Well, I disconnected LCD screen without any effect.
Now, I did a research. I removed another axis’s pipe leaving only the pipe with most obvious effect. Movement was to some extent smoother but not much. Jerking was evident.
Back to fully rigged state: when moving slowly and jerking - I hear irregular sound of steppers which in it’s irregularity totally correlates with jerking pattern. Increasing speen to somewhat 1000mm/min effects in smooth sound from steppers and smooth movement of all parts.
So far I didn’t understand whether it’s a problem coming from steppers or from friction of moving parts.
Okay. Pull the belts off the steppers and attach tape flags to them. Then do a movement test and watch the flags. They should be pretty smooth. If they are, it’s a mechanical issue, if they stutter, then it’s either electrical or a stepper issue.
I have found where jerks come from. In order to do that I had to remove belts, hold steppers and move them super slowly, like 5mm/second.
I felt that bearings go along pipes not smoothly when slow. Like they are facing some little obstacles that obstruct their movement. I checked the pipes (stainless steel) - they are perfectly polished. But still somehow the bearings find some bumps on their way.
It’s like when you drive car slowly you feel all the small cavities of the road but when you will speed up - you will feel nothing.

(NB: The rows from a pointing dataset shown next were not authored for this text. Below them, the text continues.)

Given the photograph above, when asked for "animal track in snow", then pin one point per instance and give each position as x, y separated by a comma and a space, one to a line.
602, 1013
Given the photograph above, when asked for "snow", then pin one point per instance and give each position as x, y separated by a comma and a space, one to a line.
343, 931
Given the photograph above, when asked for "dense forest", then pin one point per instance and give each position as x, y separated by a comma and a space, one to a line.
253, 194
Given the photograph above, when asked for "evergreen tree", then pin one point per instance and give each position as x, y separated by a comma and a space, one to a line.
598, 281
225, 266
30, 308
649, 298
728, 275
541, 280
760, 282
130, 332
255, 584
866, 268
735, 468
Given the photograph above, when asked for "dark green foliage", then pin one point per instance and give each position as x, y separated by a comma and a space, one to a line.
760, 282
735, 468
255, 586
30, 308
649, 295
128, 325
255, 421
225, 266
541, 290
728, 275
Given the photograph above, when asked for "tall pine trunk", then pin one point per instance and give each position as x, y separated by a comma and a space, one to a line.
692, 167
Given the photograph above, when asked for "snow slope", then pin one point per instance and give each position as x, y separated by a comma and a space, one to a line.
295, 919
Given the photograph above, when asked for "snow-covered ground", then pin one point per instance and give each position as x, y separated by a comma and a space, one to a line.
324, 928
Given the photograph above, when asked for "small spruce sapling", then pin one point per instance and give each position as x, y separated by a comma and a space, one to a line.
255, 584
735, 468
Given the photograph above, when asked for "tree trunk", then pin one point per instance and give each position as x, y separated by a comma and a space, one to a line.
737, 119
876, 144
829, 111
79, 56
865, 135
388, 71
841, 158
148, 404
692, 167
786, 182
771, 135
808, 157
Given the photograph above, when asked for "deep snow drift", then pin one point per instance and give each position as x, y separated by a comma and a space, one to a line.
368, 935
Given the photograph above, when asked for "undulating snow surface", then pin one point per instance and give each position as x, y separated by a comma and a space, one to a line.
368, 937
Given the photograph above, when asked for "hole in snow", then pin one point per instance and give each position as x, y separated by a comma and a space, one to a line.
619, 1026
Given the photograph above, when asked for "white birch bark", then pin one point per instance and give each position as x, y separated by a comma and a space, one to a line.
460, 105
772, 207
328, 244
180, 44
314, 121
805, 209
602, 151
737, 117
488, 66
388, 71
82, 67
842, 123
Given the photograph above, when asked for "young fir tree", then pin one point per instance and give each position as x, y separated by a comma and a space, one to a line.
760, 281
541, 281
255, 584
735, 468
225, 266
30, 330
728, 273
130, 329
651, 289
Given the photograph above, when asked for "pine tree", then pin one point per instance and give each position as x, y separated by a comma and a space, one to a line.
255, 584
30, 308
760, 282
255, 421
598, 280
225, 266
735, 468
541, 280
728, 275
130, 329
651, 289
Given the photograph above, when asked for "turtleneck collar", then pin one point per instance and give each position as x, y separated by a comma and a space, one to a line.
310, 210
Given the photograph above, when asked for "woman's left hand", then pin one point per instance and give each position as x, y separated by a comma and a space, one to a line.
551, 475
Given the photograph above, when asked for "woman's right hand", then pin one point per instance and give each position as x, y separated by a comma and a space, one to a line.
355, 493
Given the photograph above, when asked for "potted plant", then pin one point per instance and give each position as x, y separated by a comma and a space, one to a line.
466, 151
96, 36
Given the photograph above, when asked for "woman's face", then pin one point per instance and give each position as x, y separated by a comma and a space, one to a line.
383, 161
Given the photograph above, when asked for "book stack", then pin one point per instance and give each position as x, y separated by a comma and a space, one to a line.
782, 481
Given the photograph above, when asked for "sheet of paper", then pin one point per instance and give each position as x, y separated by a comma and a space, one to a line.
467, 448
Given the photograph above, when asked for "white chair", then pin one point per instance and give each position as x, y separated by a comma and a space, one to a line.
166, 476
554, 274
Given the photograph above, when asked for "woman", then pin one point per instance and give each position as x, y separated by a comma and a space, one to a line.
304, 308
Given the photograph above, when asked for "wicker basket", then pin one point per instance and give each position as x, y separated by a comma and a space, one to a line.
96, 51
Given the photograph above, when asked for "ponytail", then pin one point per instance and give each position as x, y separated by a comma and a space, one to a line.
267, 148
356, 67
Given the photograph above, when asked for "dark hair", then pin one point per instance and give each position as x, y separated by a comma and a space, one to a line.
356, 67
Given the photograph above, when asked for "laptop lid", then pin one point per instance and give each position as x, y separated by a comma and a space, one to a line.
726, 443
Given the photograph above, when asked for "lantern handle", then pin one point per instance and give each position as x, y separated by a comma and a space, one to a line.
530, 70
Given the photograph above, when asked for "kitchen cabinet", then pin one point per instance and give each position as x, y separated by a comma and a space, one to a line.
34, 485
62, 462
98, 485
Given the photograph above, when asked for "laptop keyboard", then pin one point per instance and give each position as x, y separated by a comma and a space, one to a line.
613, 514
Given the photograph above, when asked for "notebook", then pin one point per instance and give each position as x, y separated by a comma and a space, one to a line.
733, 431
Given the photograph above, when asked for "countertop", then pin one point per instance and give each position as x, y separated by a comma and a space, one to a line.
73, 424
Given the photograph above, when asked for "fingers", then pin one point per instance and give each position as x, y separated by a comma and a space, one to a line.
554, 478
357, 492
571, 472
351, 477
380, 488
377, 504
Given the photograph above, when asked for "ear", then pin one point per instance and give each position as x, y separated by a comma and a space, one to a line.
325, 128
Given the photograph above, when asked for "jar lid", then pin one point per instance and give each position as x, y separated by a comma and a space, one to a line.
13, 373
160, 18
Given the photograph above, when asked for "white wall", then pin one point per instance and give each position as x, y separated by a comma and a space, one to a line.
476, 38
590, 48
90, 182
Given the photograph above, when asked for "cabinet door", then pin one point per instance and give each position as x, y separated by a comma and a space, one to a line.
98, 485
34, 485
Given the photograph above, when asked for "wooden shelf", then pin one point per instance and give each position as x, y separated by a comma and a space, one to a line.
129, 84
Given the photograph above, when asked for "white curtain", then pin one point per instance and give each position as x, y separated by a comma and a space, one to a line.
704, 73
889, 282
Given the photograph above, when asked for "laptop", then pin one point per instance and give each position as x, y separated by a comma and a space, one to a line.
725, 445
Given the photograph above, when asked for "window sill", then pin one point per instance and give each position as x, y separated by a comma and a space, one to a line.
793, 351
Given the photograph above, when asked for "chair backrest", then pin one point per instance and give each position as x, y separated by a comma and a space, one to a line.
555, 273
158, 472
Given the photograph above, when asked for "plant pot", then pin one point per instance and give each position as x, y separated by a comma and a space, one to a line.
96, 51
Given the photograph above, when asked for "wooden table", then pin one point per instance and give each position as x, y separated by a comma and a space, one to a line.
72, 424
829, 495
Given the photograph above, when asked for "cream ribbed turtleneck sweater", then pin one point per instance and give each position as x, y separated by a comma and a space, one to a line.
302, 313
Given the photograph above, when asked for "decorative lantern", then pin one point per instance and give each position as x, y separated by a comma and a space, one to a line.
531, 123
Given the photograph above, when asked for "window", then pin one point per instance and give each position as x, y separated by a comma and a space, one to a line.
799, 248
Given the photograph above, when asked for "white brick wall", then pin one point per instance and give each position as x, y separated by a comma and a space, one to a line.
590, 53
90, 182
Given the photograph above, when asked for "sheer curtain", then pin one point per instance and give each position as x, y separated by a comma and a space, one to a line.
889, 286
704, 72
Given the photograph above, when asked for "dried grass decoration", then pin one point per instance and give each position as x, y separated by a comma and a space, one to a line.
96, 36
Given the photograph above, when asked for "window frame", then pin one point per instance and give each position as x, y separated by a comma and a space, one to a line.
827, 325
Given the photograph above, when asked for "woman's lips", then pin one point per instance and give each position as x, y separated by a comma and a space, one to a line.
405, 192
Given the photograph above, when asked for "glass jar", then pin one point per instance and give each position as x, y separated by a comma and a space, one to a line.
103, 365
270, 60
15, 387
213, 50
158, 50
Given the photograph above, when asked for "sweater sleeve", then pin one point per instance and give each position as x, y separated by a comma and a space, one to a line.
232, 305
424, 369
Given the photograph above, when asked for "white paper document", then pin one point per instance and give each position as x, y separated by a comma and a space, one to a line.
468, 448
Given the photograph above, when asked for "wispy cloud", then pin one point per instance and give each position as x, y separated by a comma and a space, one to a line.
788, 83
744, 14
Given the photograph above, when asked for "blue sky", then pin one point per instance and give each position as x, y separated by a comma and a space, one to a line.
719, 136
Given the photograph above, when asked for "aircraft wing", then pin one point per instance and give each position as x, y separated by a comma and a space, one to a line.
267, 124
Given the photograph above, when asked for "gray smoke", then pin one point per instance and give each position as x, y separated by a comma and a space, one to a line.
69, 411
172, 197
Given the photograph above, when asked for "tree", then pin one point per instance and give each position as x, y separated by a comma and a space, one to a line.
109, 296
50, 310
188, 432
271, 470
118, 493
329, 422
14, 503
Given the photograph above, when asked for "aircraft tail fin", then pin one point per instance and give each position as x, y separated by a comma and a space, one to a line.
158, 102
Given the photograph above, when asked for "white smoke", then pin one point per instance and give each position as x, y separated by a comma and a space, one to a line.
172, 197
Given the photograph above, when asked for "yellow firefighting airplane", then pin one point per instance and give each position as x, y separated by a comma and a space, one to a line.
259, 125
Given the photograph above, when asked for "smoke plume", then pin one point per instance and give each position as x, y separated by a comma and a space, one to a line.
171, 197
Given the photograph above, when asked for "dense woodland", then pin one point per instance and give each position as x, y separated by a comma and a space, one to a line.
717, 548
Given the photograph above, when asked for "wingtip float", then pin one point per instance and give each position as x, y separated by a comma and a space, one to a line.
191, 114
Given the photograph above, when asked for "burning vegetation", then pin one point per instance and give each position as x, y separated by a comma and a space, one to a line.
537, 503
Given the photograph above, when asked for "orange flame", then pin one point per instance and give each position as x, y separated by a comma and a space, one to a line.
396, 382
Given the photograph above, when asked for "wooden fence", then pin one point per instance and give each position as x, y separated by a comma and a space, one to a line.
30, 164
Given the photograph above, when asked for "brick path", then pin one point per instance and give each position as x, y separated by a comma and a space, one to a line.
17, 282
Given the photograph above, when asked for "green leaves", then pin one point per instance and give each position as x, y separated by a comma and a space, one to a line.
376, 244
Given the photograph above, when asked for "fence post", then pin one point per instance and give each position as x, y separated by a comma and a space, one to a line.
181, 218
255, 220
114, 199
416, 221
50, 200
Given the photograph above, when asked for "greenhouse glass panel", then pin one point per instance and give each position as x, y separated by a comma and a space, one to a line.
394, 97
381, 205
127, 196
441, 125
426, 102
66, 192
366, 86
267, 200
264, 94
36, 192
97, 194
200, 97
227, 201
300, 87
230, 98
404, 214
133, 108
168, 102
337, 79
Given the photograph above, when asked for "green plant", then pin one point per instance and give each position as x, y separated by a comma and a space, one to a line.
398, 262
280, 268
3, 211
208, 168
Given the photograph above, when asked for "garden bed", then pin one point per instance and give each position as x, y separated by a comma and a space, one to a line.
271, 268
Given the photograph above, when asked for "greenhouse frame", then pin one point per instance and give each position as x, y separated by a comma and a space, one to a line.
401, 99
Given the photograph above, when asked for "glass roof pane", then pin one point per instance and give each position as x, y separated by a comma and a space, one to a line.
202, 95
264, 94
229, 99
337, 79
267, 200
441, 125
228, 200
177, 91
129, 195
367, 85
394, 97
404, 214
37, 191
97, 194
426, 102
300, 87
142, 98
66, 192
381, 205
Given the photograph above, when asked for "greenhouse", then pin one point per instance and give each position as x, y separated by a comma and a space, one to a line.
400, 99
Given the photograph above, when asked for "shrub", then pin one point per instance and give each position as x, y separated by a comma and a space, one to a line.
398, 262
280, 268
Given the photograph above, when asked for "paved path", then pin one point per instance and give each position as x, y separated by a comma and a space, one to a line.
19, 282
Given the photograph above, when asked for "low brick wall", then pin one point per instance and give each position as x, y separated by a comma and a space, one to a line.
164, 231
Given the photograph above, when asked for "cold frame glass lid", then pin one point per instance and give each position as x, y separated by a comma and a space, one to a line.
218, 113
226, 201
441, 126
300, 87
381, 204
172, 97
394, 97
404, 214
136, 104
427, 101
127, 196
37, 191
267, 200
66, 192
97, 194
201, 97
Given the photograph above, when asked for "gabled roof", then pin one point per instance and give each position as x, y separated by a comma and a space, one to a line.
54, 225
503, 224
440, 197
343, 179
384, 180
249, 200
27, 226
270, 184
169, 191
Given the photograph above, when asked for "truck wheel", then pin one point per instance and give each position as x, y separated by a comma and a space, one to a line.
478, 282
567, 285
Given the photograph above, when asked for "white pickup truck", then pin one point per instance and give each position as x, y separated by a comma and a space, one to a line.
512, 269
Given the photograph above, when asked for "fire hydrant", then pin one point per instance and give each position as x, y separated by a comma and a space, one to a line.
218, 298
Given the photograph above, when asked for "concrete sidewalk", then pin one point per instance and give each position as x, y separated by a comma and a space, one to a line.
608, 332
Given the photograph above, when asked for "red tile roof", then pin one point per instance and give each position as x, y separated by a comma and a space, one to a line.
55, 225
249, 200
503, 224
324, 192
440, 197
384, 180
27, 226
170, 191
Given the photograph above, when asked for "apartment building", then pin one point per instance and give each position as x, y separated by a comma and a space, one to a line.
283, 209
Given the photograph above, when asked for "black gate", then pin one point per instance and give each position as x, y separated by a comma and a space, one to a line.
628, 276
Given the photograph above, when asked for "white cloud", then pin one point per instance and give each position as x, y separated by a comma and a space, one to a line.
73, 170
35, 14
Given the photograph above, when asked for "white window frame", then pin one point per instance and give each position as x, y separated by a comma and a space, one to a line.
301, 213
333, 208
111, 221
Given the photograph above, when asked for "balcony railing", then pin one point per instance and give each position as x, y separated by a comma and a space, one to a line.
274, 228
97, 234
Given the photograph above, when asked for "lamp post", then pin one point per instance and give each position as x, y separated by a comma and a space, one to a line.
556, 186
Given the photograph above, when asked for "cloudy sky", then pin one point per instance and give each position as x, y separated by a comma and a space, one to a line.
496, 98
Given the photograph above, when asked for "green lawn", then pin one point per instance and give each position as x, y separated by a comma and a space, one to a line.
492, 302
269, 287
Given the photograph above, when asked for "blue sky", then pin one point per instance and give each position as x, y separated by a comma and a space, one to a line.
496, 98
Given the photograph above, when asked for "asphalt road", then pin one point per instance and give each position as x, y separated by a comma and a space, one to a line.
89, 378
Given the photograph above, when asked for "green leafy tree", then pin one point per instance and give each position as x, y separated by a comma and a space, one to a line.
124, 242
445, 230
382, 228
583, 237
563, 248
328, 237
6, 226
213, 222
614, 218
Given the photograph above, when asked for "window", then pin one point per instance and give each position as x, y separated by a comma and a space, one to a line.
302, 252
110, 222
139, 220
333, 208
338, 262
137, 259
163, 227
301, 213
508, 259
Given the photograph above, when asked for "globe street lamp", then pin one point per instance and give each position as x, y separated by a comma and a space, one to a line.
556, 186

I highly doubt that it’s only me with such thing. Taking into account that most of you don’t have dust suction systems attached - and dust/chips land on pipes in front of bearings making even more obstacles for them.
So is it that nobody cares about jerks coming from it or you run it on high speed or is it I’m missing something?
It’s also possible the bearing themselves are bad. Did you get the sealed bearings? If you hold a bearing in your hand and move the center around, can you feel any wiggle or grinding?
Ryan, I don’t quite understand second sentence, what is MRRF?
I suspect that pipes are a little wide because its harder to insert them into bearings than old aluminium pipes that I installed initially. I will try to enlarge the holes for screws that act as bearings’ axis in order to allow bearings to stay wider from each other. Hope it will help.
BTW, Ryan’s advise to install non-steel cored belts helped in easiness of movement of gantry - steel core belts provide something similar to friction (which is obviously not friction but energy needed to bend steel in the area of pulley).
You shouldn’t open up those bearing holes. It will make it almost impossible to get everything squared up. The bolts that go through bearings with plastic on both sides should be loose. The nut is there to keep the bolt from falling out.
Well, Barry, your comment was to late, I already did it )
I did 8.5mm diameter instead of 8mm. I had to tune the force of screws tightening very good this time to avoid the backlashes between pipe and bearing-plastic parts.
And yesss! Now it moves smoothly on all speeds!
Now another problem - innertion vibration on start of moving or at the moment of direction change. It is not new problem but it was not so obviois in the background of other problems or maybe steel belts prevented it.
I went further and updated into setup from BraunCNC (you can youtube or thingiverse it) (but with 6mm belt still). Now a lot better. Can finally focus on other problems.